Potential energy is the energy stored in an object due to its position relative to some reference point. For objects near the Earth's surface, potential energy is often related to height and is given by the formula\[ PE = mgh \]where \( m \) is mass, \( g \) is the acceleration due to gravity (approximately \( 9.81 \) meters per second squared), and \( h \) is the height above the reference point.
Potential energy increases when an object is lifted higher.

• Higher positions equals greater potential energy.
• As the basketball rises, it converts kinetic energy into potential energy.

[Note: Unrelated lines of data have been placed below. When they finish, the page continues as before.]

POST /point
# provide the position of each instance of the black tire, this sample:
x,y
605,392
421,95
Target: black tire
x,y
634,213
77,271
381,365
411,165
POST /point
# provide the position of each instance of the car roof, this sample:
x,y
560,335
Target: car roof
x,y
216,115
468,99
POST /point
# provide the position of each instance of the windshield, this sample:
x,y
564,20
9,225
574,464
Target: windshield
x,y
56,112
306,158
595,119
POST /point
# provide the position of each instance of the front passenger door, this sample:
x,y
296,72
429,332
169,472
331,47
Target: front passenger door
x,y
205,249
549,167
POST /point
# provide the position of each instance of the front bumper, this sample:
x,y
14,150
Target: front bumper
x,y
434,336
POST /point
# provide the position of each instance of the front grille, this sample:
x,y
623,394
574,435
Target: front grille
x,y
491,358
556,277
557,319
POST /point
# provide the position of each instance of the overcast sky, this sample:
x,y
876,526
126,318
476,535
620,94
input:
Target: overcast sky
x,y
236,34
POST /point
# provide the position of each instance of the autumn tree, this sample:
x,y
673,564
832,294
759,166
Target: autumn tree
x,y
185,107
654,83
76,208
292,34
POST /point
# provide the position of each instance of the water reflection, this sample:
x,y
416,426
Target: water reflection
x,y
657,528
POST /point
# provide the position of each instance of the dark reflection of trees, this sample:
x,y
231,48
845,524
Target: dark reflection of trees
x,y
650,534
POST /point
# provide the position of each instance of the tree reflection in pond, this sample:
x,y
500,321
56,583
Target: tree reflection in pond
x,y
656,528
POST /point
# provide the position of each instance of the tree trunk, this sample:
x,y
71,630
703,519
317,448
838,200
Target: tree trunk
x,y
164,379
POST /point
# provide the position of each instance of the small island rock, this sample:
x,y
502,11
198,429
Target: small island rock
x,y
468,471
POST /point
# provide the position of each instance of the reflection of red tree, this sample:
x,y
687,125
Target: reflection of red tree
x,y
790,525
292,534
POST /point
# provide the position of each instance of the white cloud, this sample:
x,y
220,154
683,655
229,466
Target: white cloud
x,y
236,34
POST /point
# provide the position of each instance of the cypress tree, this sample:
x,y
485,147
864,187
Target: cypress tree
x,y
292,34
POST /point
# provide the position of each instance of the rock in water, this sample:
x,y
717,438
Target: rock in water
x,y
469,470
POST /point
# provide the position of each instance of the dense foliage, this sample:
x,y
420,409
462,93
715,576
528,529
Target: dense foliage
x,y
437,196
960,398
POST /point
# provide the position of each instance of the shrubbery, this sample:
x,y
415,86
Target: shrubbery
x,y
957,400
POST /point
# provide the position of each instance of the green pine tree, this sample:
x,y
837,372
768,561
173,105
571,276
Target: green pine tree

In the basketball problem, potential energy plays a crucial role as the ball ascends to its peak height, storing energy that was previously kinetic.

Physics Problem Solving

Solving physics problems involves more than just plugging numbers into formulas. It's about understanding concepts and how they relate to each other. Here are the steps you generally follow:

• Identify what is given and what you need to find.
• Use appropriate formulas that connect what is given to what needs to be found.
• Make sure the units are consistent.
• Solve algebraically before substituting values.
• Double-check your work for accuracy.

In the case of our basketball exercise, we used the Work-Energy Principle to link kinetic energy to potential energy. Recognizing this key connection allowed us to solve for the maximum height the basketball reached in a logical and mathematical way.

Projectile Motion

Projectile motion describes the path of an object that is thrown or propelled and is subject only to acceleration due to gravity. It involves two components of motion: horizontal and vertical. The basketball thrown by the player is a classic example.

• Horizontally, the ball will move at a constant speed if we ignore forces like air resistance.
• Vertically, the ball is affected by gravity, slowing as it rises and accelerating as it falls.

In our problem, at its highest point, the basketball's vertical speed momentarily becomes zero before it starts descending. This indicates the maximum height reached, which was calculated by understanding the transfer of kinetic to potential energy.